Monday, August 23, 2010

Moving forward.

I'm hungry for fall.

I'm well aware that it's still summer, and when I'm knee deep in snow waiting for the bus on Lake Shore Drive, I'll wish summer would return. But for now, I'm ready for sweater weather. I'm ready for the changing leaves, the crisp air and... to move on with my life.

Fall generally symbolizes going back to school. And for the first time in my life, I will not be joining students all over the country as they return to their respective college towns. I will be at my job, not at college, not enjoying a life of little responsibility and great reward. My friends and I always said that the first time we would realize that we actually weren't going back to school, that we were completely finished, is when everyone else left us behind in Chicago the fall after graduation. Well, that time has finally come and the predictions have proven to be true.

My younger friends from the University of Illinois are all back down at school. I got a call from one of them at 11 a.m. last Tuesday and I answered quietly because I was at work. She asked me if she woke me up. No, I no longer have the luxury of sleeping well into the morning. But enjoy your time left in college.

It's not that I wish I had more time in college. I guess I'm finally realizing how much fun I actually had while I was there. It's one of those experiences that really gets its full meaning once it's no longer an option. It is true what they say, that four years passes you by before you know it.
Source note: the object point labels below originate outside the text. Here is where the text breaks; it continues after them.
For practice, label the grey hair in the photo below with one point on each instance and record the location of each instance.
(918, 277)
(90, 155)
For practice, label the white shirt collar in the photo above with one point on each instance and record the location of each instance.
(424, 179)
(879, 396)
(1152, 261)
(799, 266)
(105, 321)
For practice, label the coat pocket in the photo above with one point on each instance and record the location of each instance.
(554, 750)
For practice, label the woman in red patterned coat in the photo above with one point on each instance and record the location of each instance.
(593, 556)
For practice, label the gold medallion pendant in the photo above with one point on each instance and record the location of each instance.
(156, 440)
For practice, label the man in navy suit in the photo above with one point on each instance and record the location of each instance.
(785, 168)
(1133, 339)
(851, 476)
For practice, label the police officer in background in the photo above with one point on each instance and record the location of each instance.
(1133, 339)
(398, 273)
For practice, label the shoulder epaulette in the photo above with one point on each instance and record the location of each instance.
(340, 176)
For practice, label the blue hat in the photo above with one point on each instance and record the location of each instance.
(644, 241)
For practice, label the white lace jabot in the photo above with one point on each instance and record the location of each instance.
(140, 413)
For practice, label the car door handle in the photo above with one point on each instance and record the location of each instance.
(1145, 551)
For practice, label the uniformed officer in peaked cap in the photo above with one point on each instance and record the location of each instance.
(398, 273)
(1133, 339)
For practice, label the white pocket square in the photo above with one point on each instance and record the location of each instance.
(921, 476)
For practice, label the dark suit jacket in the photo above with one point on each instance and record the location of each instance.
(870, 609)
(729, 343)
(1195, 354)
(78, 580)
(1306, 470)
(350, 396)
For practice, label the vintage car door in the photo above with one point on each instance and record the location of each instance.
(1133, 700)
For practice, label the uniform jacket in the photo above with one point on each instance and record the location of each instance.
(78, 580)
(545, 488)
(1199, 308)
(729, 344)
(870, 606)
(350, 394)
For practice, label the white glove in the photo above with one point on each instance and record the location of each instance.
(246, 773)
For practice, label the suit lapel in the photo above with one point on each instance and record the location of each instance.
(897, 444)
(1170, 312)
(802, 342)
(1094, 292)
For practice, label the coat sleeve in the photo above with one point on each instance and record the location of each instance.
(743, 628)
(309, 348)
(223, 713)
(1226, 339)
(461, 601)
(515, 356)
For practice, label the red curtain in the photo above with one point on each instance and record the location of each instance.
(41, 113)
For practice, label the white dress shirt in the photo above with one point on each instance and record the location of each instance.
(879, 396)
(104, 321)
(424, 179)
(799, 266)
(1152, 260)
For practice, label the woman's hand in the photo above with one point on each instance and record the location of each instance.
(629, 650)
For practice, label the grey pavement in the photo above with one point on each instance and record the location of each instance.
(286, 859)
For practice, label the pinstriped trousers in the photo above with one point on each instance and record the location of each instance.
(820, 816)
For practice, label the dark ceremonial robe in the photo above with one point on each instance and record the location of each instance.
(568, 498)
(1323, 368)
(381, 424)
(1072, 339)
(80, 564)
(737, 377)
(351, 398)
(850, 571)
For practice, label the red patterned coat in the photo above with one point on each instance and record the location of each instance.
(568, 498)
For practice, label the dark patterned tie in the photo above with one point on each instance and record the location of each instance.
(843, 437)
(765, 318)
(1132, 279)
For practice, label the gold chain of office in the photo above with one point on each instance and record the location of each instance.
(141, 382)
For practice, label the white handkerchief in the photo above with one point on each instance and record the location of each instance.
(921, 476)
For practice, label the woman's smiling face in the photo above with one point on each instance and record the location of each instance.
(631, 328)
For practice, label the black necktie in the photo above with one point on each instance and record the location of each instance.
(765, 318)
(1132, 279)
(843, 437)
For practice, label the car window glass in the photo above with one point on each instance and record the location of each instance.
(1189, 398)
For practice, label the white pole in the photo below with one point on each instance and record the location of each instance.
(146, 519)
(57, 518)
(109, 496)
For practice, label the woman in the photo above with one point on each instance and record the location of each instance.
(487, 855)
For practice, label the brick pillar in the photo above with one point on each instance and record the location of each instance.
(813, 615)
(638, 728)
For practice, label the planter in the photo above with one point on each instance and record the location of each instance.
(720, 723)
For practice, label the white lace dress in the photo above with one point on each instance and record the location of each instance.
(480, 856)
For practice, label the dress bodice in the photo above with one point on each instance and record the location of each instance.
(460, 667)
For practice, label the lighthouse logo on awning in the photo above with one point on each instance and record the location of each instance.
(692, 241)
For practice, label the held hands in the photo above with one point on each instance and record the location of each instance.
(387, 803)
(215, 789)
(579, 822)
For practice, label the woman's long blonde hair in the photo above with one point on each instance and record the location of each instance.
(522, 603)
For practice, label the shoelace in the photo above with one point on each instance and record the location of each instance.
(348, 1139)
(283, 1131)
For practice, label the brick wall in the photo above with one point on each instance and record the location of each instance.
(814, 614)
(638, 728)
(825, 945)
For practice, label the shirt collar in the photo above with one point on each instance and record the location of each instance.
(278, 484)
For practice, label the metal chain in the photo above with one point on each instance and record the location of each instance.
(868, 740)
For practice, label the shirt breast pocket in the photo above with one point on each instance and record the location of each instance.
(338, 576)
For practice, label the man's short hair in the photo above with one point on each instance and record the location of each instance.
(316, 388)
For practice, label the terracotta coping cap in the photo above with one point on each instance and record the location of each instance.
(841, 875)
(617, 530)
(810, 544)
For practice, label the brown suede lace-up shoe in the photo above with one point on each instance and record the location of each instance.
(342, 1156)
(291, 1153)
But for my life now, I hope that I can move forward as slowly as possible, no rush, no fast forwarding. The fall will come, and although I want the weather, I'm not sure I'm ready for the next season in my life. But it is inevitable, and so is change. So college, I love you, but it is finally time to move on.

So, I am hungry for fall. But I can deal with the heat a little bit longer if that means I can postpone growing up for just a few more weeks.